At least I feel happier and more confident in who I am the older I get. In terms of emotions, it was strange. But it always hits me 1 month later. Well no - I guess it depends. I cried, but I also felt no attachment to NZ anymore. There was a moment when I even forgot I had a brother. And then I remembered the day he was born and it was the most beautiful memory. I have a little brother. 

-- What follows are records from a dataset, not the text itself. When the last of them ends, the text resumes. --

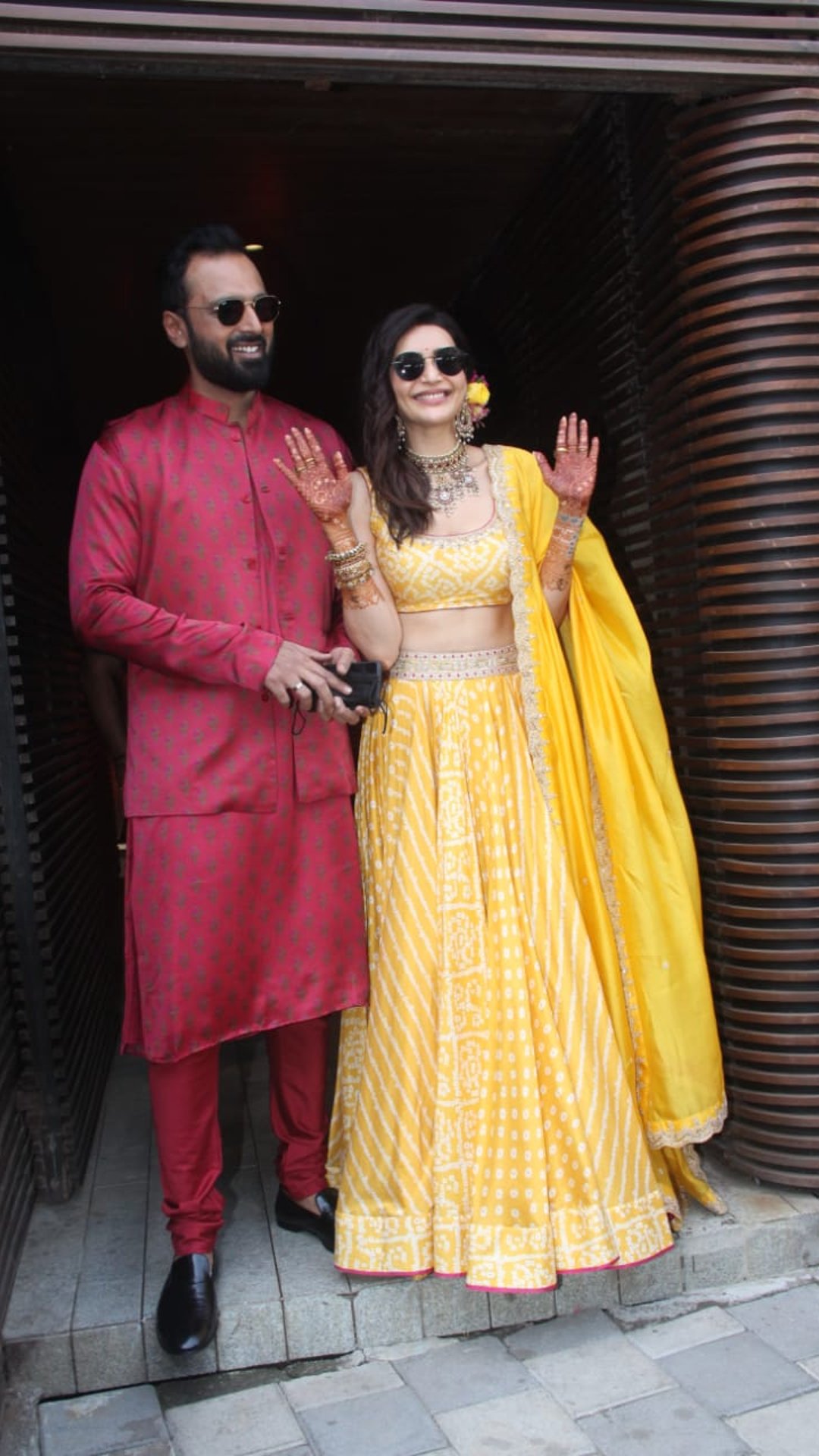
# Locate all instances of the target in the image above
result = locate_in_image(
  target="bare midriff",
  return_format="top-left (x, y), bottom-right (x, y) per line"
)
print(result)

And then I remembered why I was on the this plane in the first place. Not only did I feel like I had exhausted my options in NZ in every sense, and lets leave out the beautiful opportunity this whole thing was - I went back to my goal. My mantra for the year. FOCUS. If ever there was a moment I could make my parents happy, it was this year. My dads words will ring in my ear, I want them to burn the sides of my head. FOCUS on the right things. Make something of yourself kid. Regret is just a hidden wish waiting to come true. 


Ok well this whole thing is in arabic and wont let me put a song on - so this will just be an entry. Here's an old pic I found on this comp I shall use. 

Wednesday, 2 January 2013

This is it. UNDERLINE IT. 2013. Your new chance. Grab it like it's your last. Life has given you every opportunity to change. TAKE IT like it will never come again. It's like I suddenly just saw the answer. FOCUS.two.more.days. Time to so say bye to your old ways. Suddenly I see - This is how I want to be. 




For my Nidal & Hilal. 
The stroms are raging on the rolling seas - and on that highway of regret. The winds of change are blowing wild and free, you aint seen nothing like me yet.